The scoring types BIC, K2, BDS, AIC, and BDEU are used to evaluate and compare different network structures. As an example, BIC balances the model complexity and data fit, while the others consider different types of prior probabilities. In addition, the independence test prunes the spurious edges from the model. In our use case, I will use the hillclimbsearch method with the scoring type BIC for structure learning. We will not define a target value but let the bnlearn decide the entire causal structure of the data itself. More details can be found in this blog:

The code block for structure learning would look like this:

# Structure learning
model = bn.structure_learning.fit(df, methodtype='hc', scoretype='bic')

# independence test
model = bn.independence_test(model, df, prune=False)
# Parameter learning to learn the CPTs. This step is required to make inferences.
model = bn.parameter_learning.fit(model, df, methodtype="bayes")

# Plot
bn.plot(model, title='Salary data set')
bn.plot(model, interactive=True, title='method=tan and score=bic')
None
Figure 1. After structure learning, the following causal DAG is learned.
None
Figure 2. An interactive plot of the causal DAG.

Chat With Your Data Set: Making Inferences

With the learned DAG (Figures 1 and 2), we can estimate the conditional probability distributions (CPTs, see code section below), and make inferences using do-calculus. Let's start asking questions. Note that the results can (slightly) change based on the stochastic components in the model.

Question:

What is the probability of a job title given that you work in a large comany?
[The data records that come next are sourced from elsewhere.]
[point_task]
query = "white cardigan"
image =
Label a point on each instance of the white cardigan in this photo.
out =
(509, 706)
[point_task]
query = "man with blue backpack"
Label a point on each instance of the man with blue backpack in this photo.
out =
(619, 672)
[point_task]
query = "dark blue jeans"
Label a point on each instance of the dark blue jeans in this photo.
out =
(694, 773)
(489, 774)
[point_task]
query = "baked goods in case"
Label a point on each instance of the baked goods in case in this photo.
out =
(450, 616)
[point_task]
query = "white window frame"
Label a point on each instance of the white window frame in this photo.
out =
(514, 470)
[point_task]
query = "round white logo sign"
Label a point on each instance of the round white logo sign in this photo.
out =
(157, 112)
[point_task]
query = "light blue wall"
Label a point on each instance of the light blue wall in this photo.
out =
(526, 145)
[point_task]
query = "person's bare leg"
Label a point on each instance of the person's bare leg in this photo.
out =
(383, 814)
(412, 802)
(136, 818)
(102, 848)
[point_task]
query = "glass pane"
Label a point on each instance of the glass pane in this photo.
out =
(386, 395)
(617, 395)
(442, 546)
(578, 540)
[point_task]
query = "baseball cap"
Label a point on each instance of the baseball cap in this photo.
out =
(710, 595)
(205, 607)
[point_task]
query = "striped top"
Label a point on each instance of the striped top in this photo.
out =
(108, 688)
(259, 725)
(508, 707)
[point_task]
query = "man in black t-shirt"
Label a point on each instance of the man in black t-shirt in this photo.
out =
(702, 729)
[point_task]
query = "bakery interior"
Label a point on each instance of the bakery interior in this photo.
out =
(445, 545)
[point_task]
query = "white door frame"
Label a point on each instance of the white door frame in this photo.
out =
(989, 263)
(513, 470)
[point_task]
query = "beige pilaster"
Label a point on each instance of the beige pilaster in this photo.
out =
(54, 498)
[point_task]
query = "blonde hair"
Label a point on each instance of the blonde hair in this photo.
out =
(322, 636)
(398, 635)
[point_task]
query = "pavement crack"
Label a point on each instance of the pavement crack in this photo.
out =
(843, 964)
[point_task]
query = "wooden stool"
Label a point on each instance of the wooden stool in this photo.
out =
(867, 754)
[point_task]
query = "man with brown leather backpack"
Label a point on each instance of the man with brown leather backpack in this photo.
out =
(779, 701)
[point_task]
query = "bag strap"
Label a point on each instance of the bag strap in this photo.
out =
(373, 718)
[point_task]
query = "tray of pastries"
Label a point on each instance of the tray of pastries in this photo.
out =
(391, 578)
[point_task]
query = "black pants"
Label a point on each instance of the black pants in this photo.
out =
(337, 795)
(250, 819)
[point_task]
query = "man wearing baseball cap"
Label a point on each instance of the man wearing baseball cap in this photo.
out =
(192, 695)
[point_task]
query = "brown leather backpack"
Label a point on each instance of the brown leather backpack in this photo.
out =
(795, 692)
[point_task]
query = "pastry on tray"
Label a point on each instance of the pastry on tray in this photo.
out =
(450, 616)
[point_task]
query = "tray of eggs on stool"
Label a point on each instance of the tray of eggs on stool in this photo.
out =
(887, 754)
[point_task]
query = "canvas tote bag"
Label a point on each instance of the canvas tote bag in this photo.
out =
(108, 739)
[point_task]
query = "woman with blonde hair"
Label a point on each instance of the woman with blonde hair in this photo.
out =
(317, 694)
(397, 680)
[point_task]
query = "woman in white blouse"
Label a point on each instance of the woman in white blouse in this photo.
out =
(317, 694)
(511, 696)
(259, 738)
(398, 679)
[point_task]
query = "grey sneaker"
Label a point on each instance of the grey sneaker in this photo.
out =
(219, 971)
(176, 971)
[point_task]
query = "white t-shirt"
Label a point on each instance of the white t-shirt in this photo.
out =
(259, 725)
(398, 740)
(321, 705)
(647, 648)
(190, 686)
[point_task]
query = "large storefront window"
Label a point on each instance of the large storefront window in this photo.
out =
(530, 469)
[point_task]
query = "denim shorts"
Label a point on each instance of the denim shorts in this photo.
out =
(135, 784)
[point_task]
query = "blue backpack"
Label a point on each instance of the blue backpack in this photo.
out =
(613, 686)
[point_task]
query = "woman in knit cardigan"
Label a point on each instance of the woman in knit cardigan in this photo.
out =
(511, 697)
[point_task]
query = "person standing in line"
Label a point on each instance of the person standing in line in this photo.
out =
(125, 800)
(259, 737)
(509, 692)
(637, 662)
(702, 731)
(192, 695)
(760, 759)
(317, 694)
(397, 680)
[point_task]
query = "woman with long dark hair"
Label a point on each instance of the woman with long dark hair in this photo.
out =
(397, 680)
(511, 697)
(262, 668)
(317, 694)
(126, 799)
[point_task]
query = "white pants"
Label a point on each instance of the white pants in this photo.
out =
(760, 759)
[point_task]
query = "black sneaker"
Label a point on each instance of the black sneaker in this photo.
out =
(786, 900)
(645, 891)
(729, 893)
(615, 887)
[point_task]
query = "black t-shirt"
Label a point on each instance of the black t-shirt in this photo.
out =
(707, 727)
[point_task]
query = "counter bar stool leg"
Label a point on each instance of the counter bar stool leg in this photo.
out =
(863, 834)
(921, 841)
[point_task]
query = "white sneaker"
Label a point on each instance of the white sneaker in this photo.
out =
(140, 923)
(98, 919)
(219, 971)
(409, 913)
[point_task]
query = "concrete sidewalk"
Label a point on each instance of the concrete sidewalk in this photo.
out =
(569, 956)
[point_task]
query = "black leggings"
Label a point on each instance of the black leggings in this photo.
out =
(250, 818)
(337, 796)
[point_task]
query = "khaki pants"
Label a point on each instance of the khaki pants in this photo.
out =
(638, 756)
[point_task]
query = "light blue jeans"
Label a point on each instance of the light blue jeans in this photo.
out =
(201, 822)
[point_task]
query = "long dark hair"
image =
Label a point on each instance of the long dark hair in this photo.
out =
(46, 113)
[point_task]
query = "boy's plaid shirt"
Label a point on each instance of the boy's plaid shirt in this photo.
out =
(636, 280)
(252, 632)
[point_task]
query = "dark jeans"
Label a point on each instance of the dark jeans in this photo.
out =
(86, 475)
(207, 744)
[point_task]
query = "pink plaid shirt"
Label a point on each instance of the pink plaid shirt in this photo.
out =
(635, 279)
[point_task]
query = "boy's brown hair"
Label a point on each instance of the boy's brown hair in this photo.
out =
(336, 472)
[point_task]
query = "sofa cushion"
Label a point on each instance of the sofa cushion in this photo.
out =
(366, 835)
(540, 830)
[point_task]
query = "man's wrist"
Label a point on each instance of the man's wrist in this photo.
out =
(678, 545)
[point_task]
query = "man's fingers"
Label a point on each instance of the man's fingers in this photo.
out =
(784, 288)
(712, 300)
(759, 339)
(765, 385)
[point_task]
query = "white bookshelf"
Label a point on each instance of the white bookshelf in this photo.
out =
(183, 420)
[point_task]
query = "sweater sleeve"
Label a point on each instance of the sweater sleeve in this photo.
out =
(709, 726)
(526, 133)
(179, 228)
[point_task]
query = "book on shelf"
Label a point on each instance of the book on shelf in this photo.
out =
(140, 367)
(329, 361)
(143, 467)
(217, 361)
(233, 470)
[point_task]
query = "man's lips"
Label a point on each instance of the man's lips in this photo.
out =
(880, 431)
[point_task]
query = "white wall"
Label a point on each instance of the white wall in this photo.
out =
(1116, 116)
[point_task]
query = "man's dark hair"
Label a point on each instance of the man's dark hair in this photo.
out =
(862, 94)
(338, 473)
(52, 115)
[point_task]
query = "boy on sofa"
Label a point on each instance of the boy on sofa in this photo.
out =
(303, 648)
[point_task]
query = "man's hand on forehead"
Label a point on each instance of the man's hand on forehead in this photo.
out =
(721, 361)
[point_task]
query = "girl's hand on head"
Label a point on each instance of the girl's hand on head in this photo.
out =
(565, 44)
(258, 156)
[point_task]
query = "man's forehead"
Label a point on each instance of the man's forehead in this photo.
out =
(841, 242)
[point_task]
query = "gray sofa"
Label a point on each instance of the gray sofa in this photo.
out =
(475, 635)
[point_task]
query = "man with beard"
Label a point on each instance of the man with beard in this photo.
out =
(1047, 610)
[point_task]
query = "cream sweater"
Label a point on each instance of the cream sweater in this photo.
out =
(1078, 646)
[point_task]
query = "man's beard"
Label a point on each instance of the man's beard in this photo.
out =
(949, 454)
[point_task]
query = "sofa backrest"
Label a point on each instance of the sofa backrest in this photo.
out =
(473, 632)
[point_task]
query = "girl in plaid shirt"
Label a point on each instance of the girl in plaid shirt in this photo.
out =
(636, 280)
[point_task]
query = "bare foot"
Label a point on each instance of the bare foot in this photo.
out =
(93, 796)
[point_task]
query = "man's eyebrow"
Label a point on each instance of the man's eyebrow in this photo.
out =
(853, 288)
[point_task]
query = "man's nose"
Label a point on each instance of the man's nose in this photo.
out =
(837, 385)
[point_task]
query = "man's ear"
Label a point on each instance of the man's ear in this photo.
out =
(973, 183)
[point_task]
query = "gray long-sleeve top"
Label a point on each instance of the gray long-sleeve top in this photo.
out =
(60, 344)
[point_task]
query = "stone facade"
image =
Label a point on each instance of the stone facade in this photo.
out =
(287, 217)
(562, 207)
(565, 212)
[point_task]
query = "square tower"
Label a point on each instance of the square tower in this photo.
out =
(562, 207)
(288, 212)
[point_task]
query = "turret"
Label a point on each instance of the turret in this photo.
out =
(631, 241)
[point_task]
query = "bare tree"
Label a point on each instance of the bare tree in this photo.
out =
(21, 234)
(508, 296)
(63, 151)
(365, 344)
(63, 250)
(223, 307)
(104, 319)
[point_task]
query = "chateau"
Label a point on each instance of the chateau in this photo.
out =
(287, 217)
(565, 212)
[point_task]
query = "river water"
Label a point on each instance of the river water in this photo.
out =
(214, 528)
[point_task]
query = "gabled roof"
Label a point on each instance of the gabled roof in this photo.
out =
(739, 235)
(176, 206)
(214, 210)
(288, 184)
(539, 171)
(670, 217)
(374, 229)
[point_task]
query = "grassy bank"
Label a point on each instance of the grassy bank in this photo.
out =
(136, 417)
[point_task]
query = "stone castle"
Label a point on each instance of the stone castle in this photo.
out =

P(job_title | company_size=Large (>250))

After running the code section below, we can see that the engineer is the most likely outcome (P=0.344871) followed by the data scientist (P=0.266385).

query = bn.inference.fit(model, variables=['job_title'],
                         evidence={'company_size': 'Large (>250)'})

"""
[bnlearn] >Variable Elimination.
+----+----------------+-----------+
|    | job_title      |         p |
+====+================+===========+
|  0 | Other          | 0.0310497 |
+----+----------------+-----------+
|  1 | analyst        | 0.207691  |
+----+----------------+-----------+
|  2 | architect      | 0.0508861 |
+----+----------------+-----------+
|  3 | data scientist | 0.266385  |
+----+----------------+-----------+
|  4 | engineer       | 0.344871  | <-- Highest probability
+----+----------------+-----------+
|  5 | lead/principal | 0.0402213 |
+----+----------------+-----------+
|  6 | manager        | 0.0588963 |
+----+----------------+-----------+

Summary for variables: ['job_title']
Given evidence: company_size=Large (>250)

job_title outcomes:
- job_title: Other (3.1%)
- job_title: analyst (20.8%)
- job_title: architect (5.1%)
- job_title: data scientist (26.6%)
- job_title: engineer (34.5%)
- job_title: lead/principal (4.0%)
- job_title: manager (5.9%)
"""

Question:

What is the probability of a salary range given a full time employment type, partially remote work, have the data science function at entry level and live in germany (DE)?

In the results below, we can see our five salary categories for which the strongest posterior probability P=0.77 is a salary of <80K under these conditions. Note that other salaries also occur, but they happen less frequently. By changing the variables and evidence, we can ask all kinds of questions. For example, we can now change experience level, residence, job title, etc, and determine how the probabilities are changing.

query = bn.inference.fit(model,
                         variables=['salary_in_usd'],
                         evidence={'employment_type': 'Full-time',
                                   'remote_ratio': 'Partially remote',
                                   'job_title': 'data scientist',
                                   'employee_residence': 'DE',
                                   'experience_level': 'Entry-level'})

"""
[bnlearn] >Variable Elimination.
+----+-----------------+-----------+
|    | salary_in_usd   |         p |
+====+=================+===========+
|  0 | 100-160K        | 0.0326173 |
+----+-----------------+-----------+
|  1 | 160-250K        | 0.0193029 |
+----+-----------------+-----------+
|  2 | 80-100K         | 0.105408  |
+----+-----------------+-----------+
|  3 | <80K            | 0.779638  |
+----+-----------------+-----------+
|  4 | >250K           | 0.0630333 |
+----+-----------------+-----------+

Summary for variables: ['salary_in_usd']
Given evidence: employment_type=Full-time, remote_ratio=Partially remote, job_title=data scientist, employee_residence=DE, experience_level=Entry-level

salary_in_usd outcomes:
- salary_in_usd: 100-160K (3.3%)
- salary_in_usd: 160-250K (1.9%)
- salary_in_usd: 80-100K (10.5%)
- salary_in_usd: <80K (78.0%)
- salary_in_usd: >250K (6.3%)

"""

Limitations Of Causal Inferences.

The goal of causal inference is to understand the outcome of alternative courses of action. Such as asking "what happens if we pull this lever?" but the answer always comes with the assumptions we make. Our assumptions can be more influential than in typical tasks for probabilistic modeling, and testing those assumptions is important to assess the validity of causal inference [8].

Final words.

In this blog, we explored how to move beyond simple correlations and truly "chat" with your data in a causal way. By building a Bayesian network, we created a transparent model of how variables like experience, education, and certification relate to salary. More importantly, we used do-calculus to go beyond observation and ask what if, simulating interventions and getting answers grounded in causal reasoning, not just patterns.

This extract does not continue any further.